The perimeter of a rectangle is ~2(H + L)~ where ~H~ and ~L~ are the height and length of the rectangle.

Subtask 1

In this subtask, both squares are congruent. Let the side length of the paintings be ~S~. An optimal configuration for all such cases is shown below.

Here, we see that the length of the rectangle with the smallest perimeter that encloses the two paintings has height of ~S~ and length of ~2S~. This means that the perimeter is ~2(2S + S) = 6S~.

Subtask 2

For this subtask, we have two squares. Let the side lengths of the paintings be ~S_1~ and ~S_2~ for Painting 1 and Painting 2, respectively. The best configuration is to put them side by side. An example of the optimal configuration is shown below.

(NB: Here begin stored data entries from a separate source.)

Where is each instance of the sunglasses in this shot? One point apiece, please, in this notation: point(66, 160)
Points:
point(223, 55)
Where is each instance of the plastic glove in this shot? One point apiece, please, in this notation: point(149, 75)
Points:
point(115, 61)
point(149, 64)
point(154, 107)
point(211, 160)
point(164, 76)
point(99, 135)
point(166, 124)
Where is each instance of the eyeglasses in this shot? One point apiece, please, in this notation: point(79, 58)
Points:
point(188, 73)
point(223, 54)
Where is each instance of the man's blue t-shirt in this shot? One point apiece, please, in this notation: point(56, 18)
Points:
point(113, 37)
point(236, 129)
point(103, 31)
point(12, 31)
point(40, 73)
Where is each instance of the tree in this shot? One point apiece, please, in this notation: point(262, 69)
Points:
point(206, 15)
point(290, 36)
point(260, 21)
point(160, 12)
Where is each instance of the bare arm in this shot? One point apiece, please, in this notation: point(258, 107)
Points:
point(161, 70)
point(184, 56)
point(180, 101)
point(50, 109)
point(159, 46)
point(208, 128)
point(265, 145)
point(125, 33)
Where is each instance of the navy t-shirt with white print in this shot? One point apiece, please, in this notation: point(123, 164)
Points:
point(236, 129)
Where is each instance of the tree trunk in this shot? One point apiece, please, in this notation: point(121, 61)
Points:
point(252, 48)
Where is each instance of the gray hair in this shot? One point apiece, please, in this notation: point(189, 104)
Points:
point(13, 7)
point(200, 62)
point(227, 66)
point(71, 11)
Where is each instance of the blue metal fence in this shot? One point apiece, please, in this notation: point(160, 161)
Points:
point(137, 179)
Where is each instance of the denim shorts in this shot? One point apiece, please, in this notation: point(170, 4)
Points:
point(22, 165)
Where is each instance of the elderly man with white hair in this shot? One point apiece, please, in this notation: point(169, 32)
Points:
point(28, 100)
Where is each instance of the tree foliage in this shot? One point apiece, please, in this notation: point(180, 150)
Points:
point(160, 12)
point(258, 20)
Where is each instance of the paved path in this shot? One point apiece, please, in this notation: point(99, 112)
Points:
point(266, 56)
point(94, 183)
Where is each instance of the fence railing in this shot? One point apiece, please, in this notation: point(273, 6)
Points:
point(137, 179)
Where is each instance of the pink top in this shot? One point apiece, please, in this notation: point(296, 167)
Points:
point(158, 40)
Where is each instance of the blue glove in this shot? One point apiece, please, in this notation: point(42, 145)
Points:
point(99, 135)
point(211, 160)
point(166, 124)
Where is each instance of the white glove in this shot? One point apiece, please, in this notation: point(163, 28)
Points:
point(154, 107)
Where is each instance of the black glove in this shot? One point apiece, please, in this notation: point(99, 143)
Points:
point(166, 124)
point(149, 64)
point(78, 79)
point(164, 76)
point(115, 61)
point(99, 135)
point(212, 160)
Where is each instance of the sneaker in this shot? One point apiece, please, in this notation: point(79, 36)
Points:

Here, we see that the perimeter of the rectangle with the smallest perimeter that encloses the two paintings has a height of ~\max(S_1, S_2)~ and length of ~S_1 + S_2~. Thus, we see that the answer is ~2(S_1 + S_2 + \max(S_1, S_2))~.

Subtask 3

For the last subtask, assume Painting 1 has a length of ~A~ and a height of ~B~ and Painting 2 has a length of ~X~ and a height of ~Y~. Like in previous subtasks, the optimal configuration may be to put them side by side. However, there may be another case of stacking one painting on top of another painting. As such, we will take the minimum perimeter of each case.

• Placed side by side: The best enclosed rectangle has a height of ~\max(B, Y)~ and a length of ~A + X~. Hence, the perimeter is ~2(\max(B, Y) + A + X)~.
• Stacked on top of each other: The best enclosed rectangle has a height of ~B + Y~ and a length of ~\max(A, X)~. Hence, the perimeter is ~2(\max(B, Y) + A + X)~.

Thus, the answer is ~\min(2(\max(B, Y) + A + X), 2(\max(A, X) + B + Y))~.